People in the arrivals area at Heathrow Airport in London,...

People in the arrivals area at Heathrow Airport in London, Jan. 26, 2021. The number of people moving to Britain reached a record high of more than 600,000 in 2022, government figures showed Thursday May 25, 2023. Credit: AP/Matt Dunham

LONDON — The number of people moving to Britain reached a record high of more than 600,000 in 2022, government figures showed Thursday, sparking renewed debate about the scale of immigration and its impact on the U.K.

Net migration – the difference between the number of people arriving and those leaving – was 606,000 for the year, according to the Office for National Statistics. Almost 1.2 million people moved to the U.K. in 2022, while 557,000 left.

The net figure is up from just under 500,000 in 2021. The total U.K. population is about 67 million.

The statistics office said the record level was due to a “series of unprecedented world events throughout 2022 and the lifting of restrictions following the coronavirus pandemic.” It said the number of arrivals appeared to have leveled off in recent months.

As well as people coming to Britain to work, the figure includes tens of thousands of international students and more than 160,000 people who have arrived under special programs for people fleeing war in Ukraine and China’s clampdown in Hong Kong.

Prime Minister Rishi Sunak said the immigration figure was “too high,” but he did not say what an ideal number would be. His administration has dropped a pledge, first made by the Conservatives in 2010, to reduce net migration to below 100,000 a year.

"We’ve got to be sensitive to the needs of the (health service), the economy, but fundamentally the numbers are too high – I’m bringing them down," he told broadcaster ITV.

In an attempt to cut the numbers, the government announced this week that most overseas graduate students will no longer be allowed to bring dependents with them when they come to study in Britain.

The high figure revived debate about Britain’s departure from the European Union, which was motivated in part by the arrival of hundreds of thousands of people from across Europe in the years before the 2016 Brexit referendum.

Supporters of Brexit said leaving the EU — which gives citizens of any member country the right to live and work in all the others — would allow the U.K. to control its borders. Many who voted for Brexit thought immigration would fall, but the opposite has been true. The U.K. still issues tens of thousands of work visas a year to fill jobs in hospitals, nursing homes and other sectors.

While the number of people moving to Britain from EU countries fell to 151,000 in 2022, the number from outside the bloc was 925,000, and India has overtaken European nations as the top source of workers.

Immigration has long been a complex issue in the U.K., where about one in six residents was born in another country. Most economists say immigration is an economic boon to Britain, and essential to fill gaps in the workforce. But some residents say new arrivals are putting more pressure on overstretched public services and worsening a national housing shortage.

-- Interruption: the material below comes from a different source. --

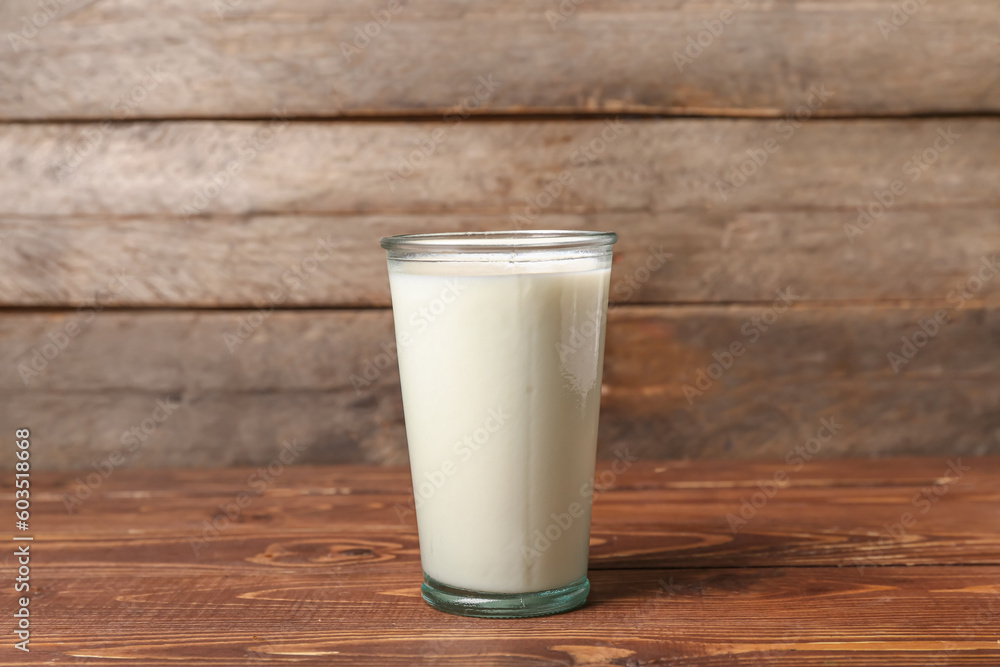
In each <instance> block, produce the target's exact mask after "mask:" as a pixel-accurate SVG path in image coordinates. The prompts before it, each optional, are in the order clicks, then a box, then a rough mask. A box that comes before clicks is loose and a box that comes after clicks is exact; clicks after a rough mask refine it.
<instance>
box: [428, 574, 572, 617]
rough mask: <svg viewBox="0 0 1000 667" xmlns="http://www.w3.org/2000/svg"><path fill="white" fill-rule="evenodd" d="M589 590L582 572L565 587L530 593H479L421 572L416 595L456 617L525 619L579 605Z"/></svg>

The subject of immigration also gets conflated with the emotive issue of asylum-seekers who arrive in Britain in small boats across the English Channel. The U.K. government has taken controversial steps to try to halt the journeys, including a contentious and legally contested plan to deport asylum-seekers to Rwanda.

Some lawmakers from the governing Conservative Party demanded tough new measures to curb immigration. But Conservative legislator Alicia Kearns, who chairs Parliament's Foreign Affairs Committee, warned against “knee-jerk reactions.”

She said net migration numbers shouldn't include students, adding that the U.K.'s position as an “academic superpower” is very beneficial. She added that the country needs “to fill jobs wealth creators have made," and that the U.K. has been proud to offer refuge to Ukrainians and residents of Hong Kong.

Madeleine Sumption, director of Oxford University’s Migration Observatory, said there was no reason to think net migration would "remain this high indefinitely.”

“These unusually high net migration levels do not have a single cause but result from several things happening at once: the war in Ukraine, a boom in international student recruitment and high demand for health and care workers," she said.